Dutch health technology company Philips has today reported a 7% increase in fourth-quarter core earnings as the coronavirus pandemic continued to spur demand for hospital equipment to treat Covid-19 patients. 

Philips said adjusted earnings before interest, taxes and amortisation (EBITA) increased to €1.14 billion in the three months from October to December with comparable sales up 7% at €6 billion. 

This continued Philips' sharp recovery since the second half of the year, as the first shock of the pandemic waned and hospitals rushed to buy respiratory equipment and appliances that enable remote care. 

In the fourth quarter, this led to a 24% jump in sales of its Connected Care division, which supplies monitoring and respiratory care machines and software platforms. 

Demand continued to stay strong as new orders increased 7% in the last three months of 2020, taking order growth for the year up to 9%. 

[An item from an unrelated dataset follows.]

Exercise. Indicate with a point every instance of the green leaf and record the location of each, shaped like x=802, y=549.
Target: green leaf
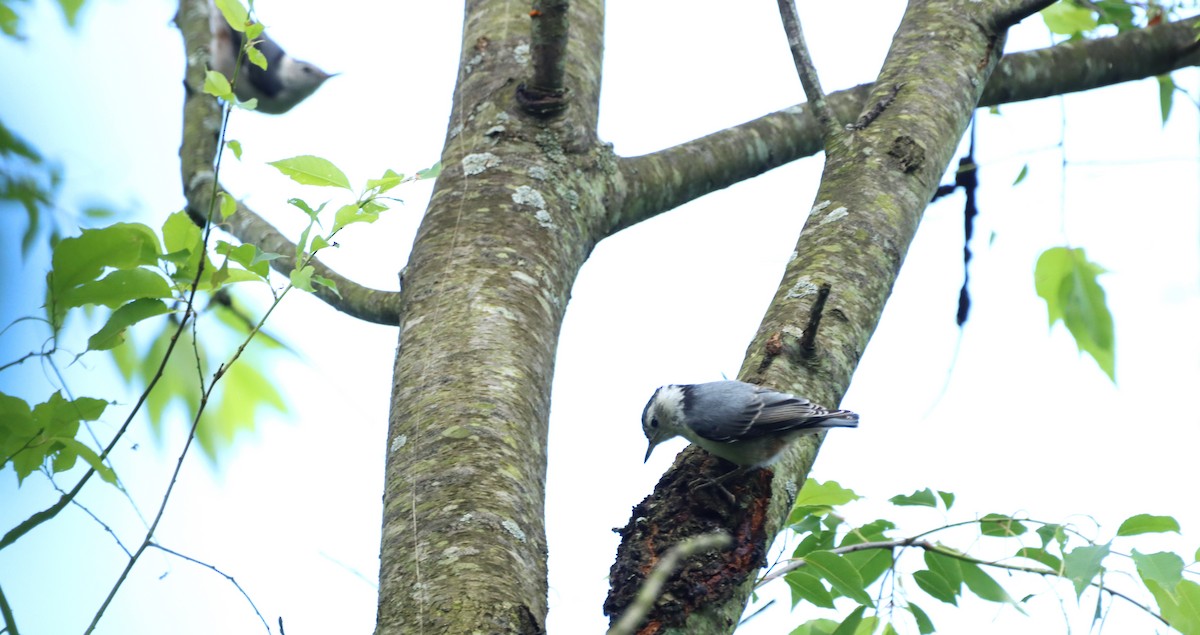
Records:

"We continued to gain market share in our healthcare businesses, and ended the year with a strong order book," the company's chief executive Frans van Houten said. 

Philips confirmed its outlook for "low-single-digit comparable sales growth" in 2021, as demand for COVID-19 equipment is expected to cool down.

Its fourth-quarter results were slightly better than the core earnings of €1.12 billion and higher than the €5.91 billion of sales analysts polled by the company on average had predicted.